She spent her 20s travelling the world on David Bowie’s super yacht and her 30s building a multimillion-dollar Boost Juice empire. In fact, it is hard to think of a savvier woman than Janine Allis.

So it’s a surprise to hear her talk of the shame she felt in knowing so little about the world’s refugee crisis.

“We’re in such a bubble here in Australia that sometimes we don’t realise our comfortable situation is unique rather than the norm,” she says.

“A friend of mine started talking to me about it. Once I started paying attention, I felt confused and guilty that I didn’t know more about what was going on.”

The statistics on refugees are confronting. Research released by UNHCR last month revealed that nearly 80 million people — one percent of the world’s population — are now displaced. Eighty per cent of refugees are women and children.

As Australia for UNHCR’s newest ambassador, Allis is the leading voice for the Leading Women Fund, which is aimed at engaging female professionals and change-makers to support refugee women and girls.

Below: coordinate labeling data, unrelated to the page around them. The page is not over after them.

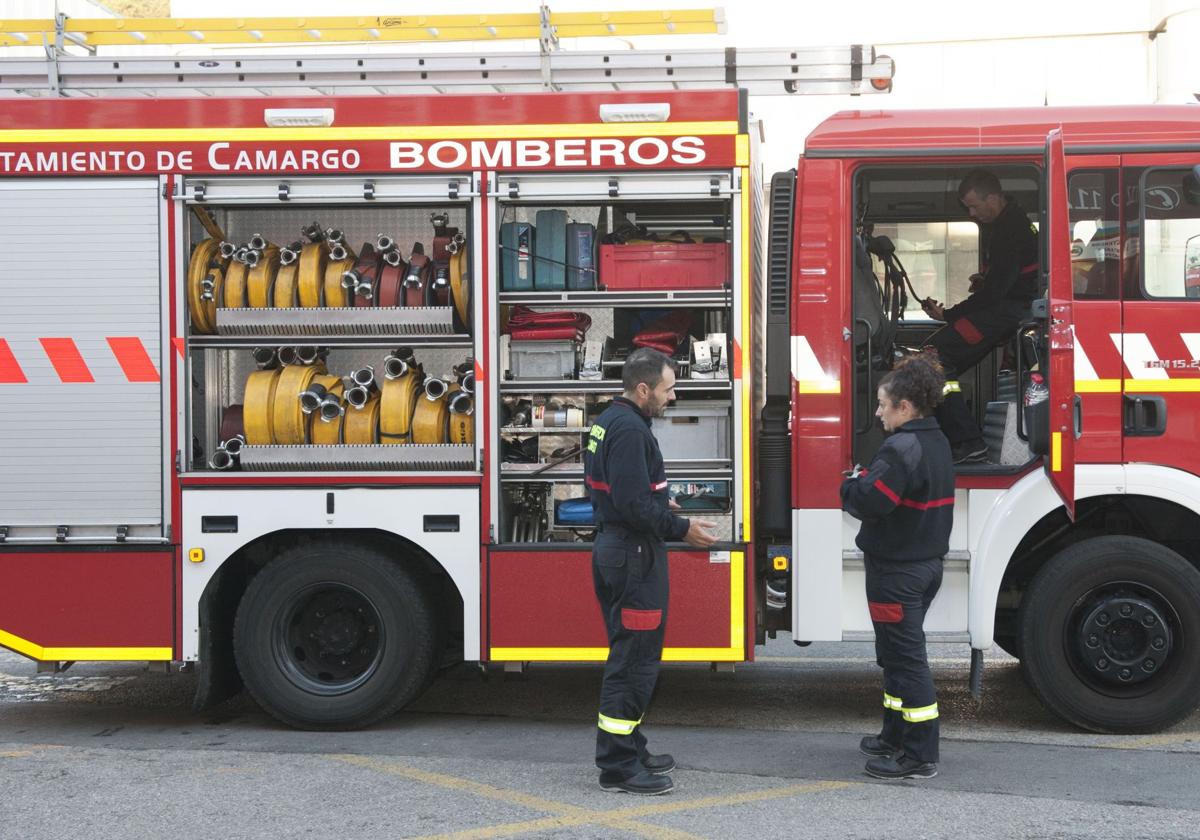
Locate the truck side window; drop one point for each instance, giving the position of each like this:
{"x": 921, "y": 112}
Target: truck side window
{"x": 940, "y": 257}
{"x": 1170, "y": 227}
{"x": 1095, "y": 233}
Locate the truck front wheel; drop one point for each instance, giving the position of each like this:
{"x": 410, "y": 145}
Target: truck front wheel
{"x": 334, "y": 636}
{"x": 1110, "y": 635}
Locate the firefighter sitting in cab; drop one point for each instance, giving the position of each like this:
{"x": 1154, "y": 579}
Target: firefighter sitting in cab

“We’re looking for women with an entrepreneurial spirit to join us, and contribute their skills and knowledge to drive change,” she says, adding that she has always believed in the power of women to make a difference. “Women work so well collaboratively. From the early days of Boost, we were a bunch of women who were problem-solvers, quite humble, and keen to learn along the way.”

The first women supported by the Fund will be Syrian refugees in Jordan who have found themselves the head of their households, either as widows or with partners injured in the war.

Only four per cent of refugee work permits are given to women, which means they have few ways to earn money to pay for household expenses such as rent and food.

“By helping them meet their immediate needs, we can give these female refugees dignity and choice,” says Allis. “Many are educated women, who held professional jobs before the war, and they’re resilient. We want to remove barriers to help them build better lives for themselves and their families.”

In October, the Fund will launch a world-first app — called Connecting Worlds — which will enable Australian women contributing to the fund to text with female refugees in Jordan. Allis has been trialling it. “I’ve been talking to a single woman with four kids and she’s been telling me about her life in Jordan. It’s a privilege to be able to talk as equals and make that connection.

“I’m thrilled to be involved with such a dynamic initiative. It’s life-changing.”